Sore itu Faiz menemani sang ibu belanja bulanan di sebuah pusat perbelanjaan. Tak hanya pergi berdua saja, keponakannya yang masih berusia tiga tahunan juga turut serta. Anak kecil yang gembul dan sangat menggemaskan bernama Zidan. Maka jadilah Faiz bertugas sebagai baby sitter bagi keponakan kecilnya tersebut sementara sang ibu asyik berbelanja. Faiz adalah anak bungsu dari tiga bersaudara. Kakaknya yang pertama adalah seorang perempuan yang lebih tua sepuluh tahun darinya, kini sang kakak perempuannya tersebut sudah menikah dan tinggal tak jauh dari rumah orang tuanya. Kakaknya yang nomor dua adalah seorang laki - laki, tiga tahun lebih tua darinya dan kini sedang berkuliah di luar kota. Kakak perempuannya sering menitipkan anaknya, yang tak lain adalah Zidan, di rumah orang tuanya karena sang kakak dan suaminya sibuk bekerja. Maka dari itu Faiz cukup akrab dengan Zidan. Hampir setiap hari laki - laki itu mengajak bocah kecil tersebut bermain bersamanya.
Saat sang ibu sedang berbelanja, Faiz justru sibuk menjaga Zidan. Jika ia lengah sedikit saja maka Zidan akan berlari - larian kesana kemari. Saat ia sedang mengejar Zidan, tiba - tiba dari kejauhan Faiz melihat keponakannya tersebut menabrak seseorang. Pie cokelat yang sedang dipegang olehnya jadi mengotori baju seseorang yang ia tabrak. Setelah itu Zidan menangis dengan histeris. Saat Faiz sedang menghampirinya, seseorang yang bajunya menjadi kotor karena ulah Zidan justru berusaha untuk menghibur bocah kecil itu.
"Huaaa…, hua huhuhu…." suara tangis sidan memenuhi salah satu lorong di area grocery store.

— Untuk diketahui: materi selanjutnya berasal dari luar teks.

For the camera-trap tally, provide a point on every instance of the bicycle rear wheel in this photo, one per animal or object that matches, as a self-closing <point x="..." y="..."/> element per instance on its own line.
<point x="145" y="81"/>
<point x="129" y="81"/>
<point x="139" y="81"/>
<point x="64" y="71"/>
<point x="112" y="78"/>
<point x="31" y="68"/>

"Adik kecil kamu lucu banget, kenapa menangis?" kata gadis itu. Bocah lucu di hadapannya mengangkat wajahnya sambil sesenggukkan. Tangannya yang mungil mengusap kedua matanya, ia terlihat sangat imut.
"Kamu sedih ya karena kue kamu jatuh, maaf ya tadi kakak enggak lihat kamu jadi ketabrak deh," ujar gadis itu dengan ramah.
Anak kecil yang ada di hadapannya tersebut berusaha untuk berbicara. Namun tampaknya ia masih kesulitan untuk mengeluarkan suaranya karena masih sesenggukkan. "Huhu…, maaf," kata bocah itu lirih.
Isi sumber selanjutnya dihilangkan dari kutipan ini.